- Directed by: Kieth Merrill
- Written by: Eric Hendershot Kieth Merrill
- Produced by: Kieth Merrill David B. Johnston
- Starring: Edward Herrmann Lorenzo Lamas Maureen McCormick Kathleen Lloyd Maxx Payne Stephen Furst
- Cinematography: Reed Smoot
- Edited by: Peter Teschner
- Music by: Merrill Jenson
- Production company: American Film Consortium
- Distributed by: Buena Vista Distribution
- Release date: January 1979;
- Running time: 107 minutes
- Country: United States
- Language: English
- Budget: $2.5 million
- Box office: $2 million

= Take Down (1979 film) =

1979 film by Kieth Merrill

Take Down is a 1979 American comedy-drama sports film directed by Kieth Merrill and released by Buena Vista Distribution Company. The plot concerns an unqualified teacher who finds himself saddled with coaching duties after a small group of high school seniors form a wrestling team in a last-ditch effort to end a nine-year losing streak against a rival school.

== Plot ==
Ed Branish, a snooty English teacher who finds his situation at Mingo Junction High School far beneath him and barely tolerable, flaunts his air of superiority over all, including his supportive wife, by frequently spouting platitudes from literary masters to validate his often contemptuous viewpoint. Even his wife is starting to show signs of getting fed up with his narcissism.

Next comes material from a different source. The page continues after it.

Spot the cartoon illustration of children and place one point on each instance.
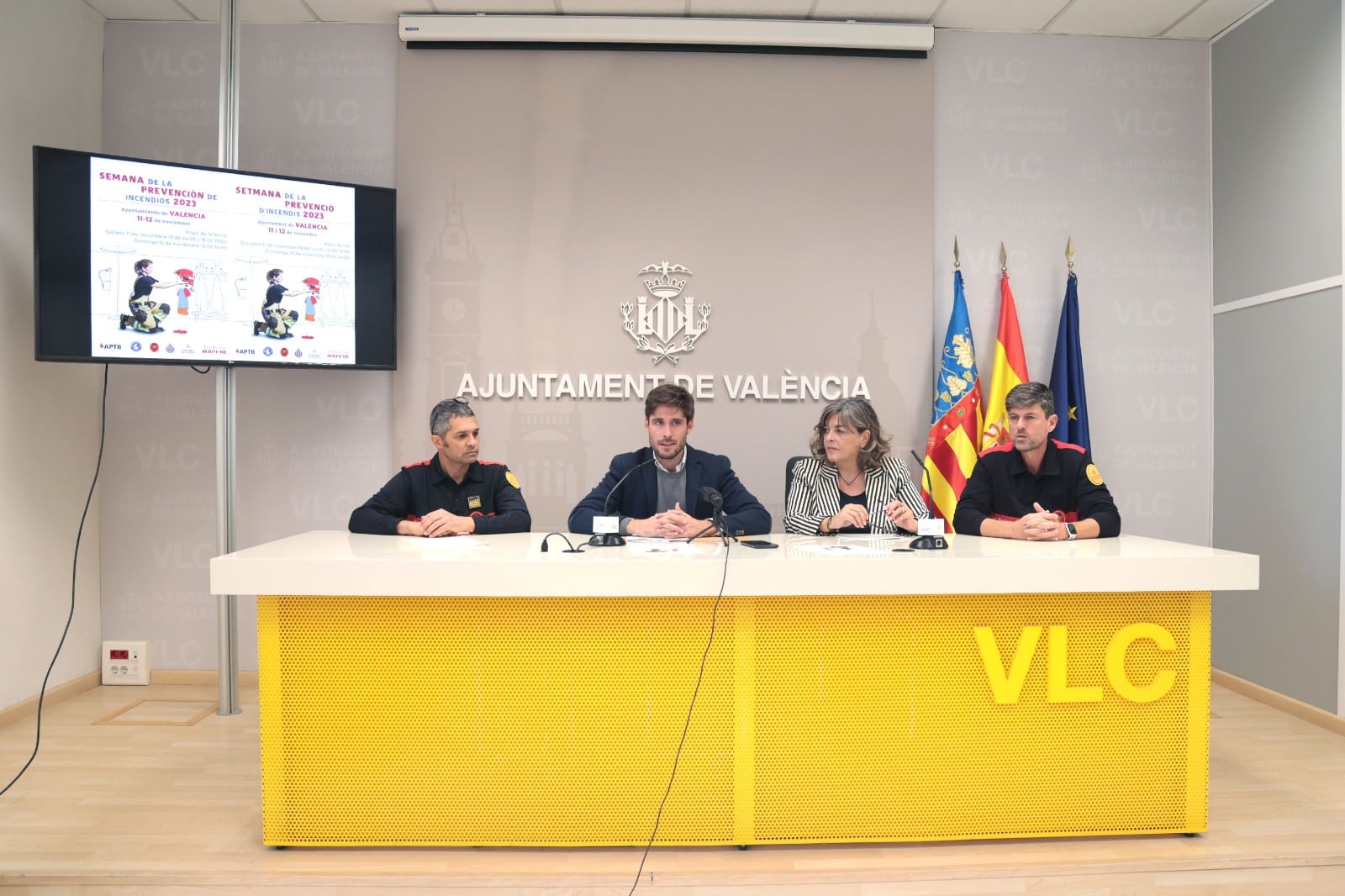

His habit of having as little to do with his school as possible finally gets the better of him when his light schedule makes him the only staff member available to supervise the newly formed wrestling team. Cornered, he lashes out at the first student to cross his path, Nick Kilvitus, a reserved 185 lbs. senior who's embarrassed by his near-poverty social status and who's also missed a lot of classes lately. No one realizes Nick's been filling in for his alcoholic father at a steel mill hauling I-beams when his dad's too drunk or hung over to show up, which is all too often. Nick is kept busy at night fishing his embittered father out of bars and carried home across town, since they don't have a working car.

Nick hopes he can make up the missed school work in Ed's class to graduate in Spring but instead gets a tongue-lashing on how he should be held back as an example of the consequences of laziness and irresponsibility. In turn, Nick calls Ed an "egotistical snob", telling him that he is more interested in proving how book smart he is instead of teaching and that he is clueless when it comes to the real world and its everyday problems. Fortunately, because of the wrestling team, both will cross paths again and discover they each have much more to them than what they previously knew.

==Cast==
- Edward Herrmann as Ed Branish
- Kathleen Lloyd as Jill Branish
- Lorenzo Lamas as Nick Kilvitus
- Maureen McCormick as Brooke Cooper
- Maxx Payne as Ted Yacabobich
- Stephen Furst as Randy Jensen
- Toney Smith as Chauncey Washington
- Salvador Feliciano as Tom Palumbo
- Boyd Silversmith as Jack Gross
- Nicolas Beauvy as Jimmy Kier
- Kevin Hooks as Jasper MacGrudder
- Scott Burgi as Robert Stankovich
- Lynn Baird as "Doc" Talada
- Ron Bartholomew as Warren Overpeck
- Vincent Roberts as Bobby Cooper
- David M. Thorne as Hood #2
- Ray Perry as The Masked Wrestler

== Production ==
Take Down was filmed primarily at the old American Fork High School in Utah, prior to the school's demolition and rebuilding. Scenes at other schools include a wrestling match shot at Murray High School in Murray, Utah. It was also filmed in Orem, Utah.

The movie was the first film produced by the American Film Consortium and had a budget of $2 million. Buena Vista Distribution Company acquired it for distribution, their first non-Disney release since Don't Look Now... We're Being Shot At! in 1969. This was the first film with a PG rating released by Disney, five years before they launched Touchstone Pictures to expand into the "adult" market.

== Release ==
Take Down was initially released January 1979 in the Salt Lake City area by American Film. Disney then bought the film rights and released it March 2, 1979 in Northern and Southern California, the Carolinas and the Midwest and grossed $2 million, which was not in line with Disney's expectations. Taft International Pictures later acquired the film.

=== Home media ===
The film was released on VHS by Unicorn Video in the 1980s.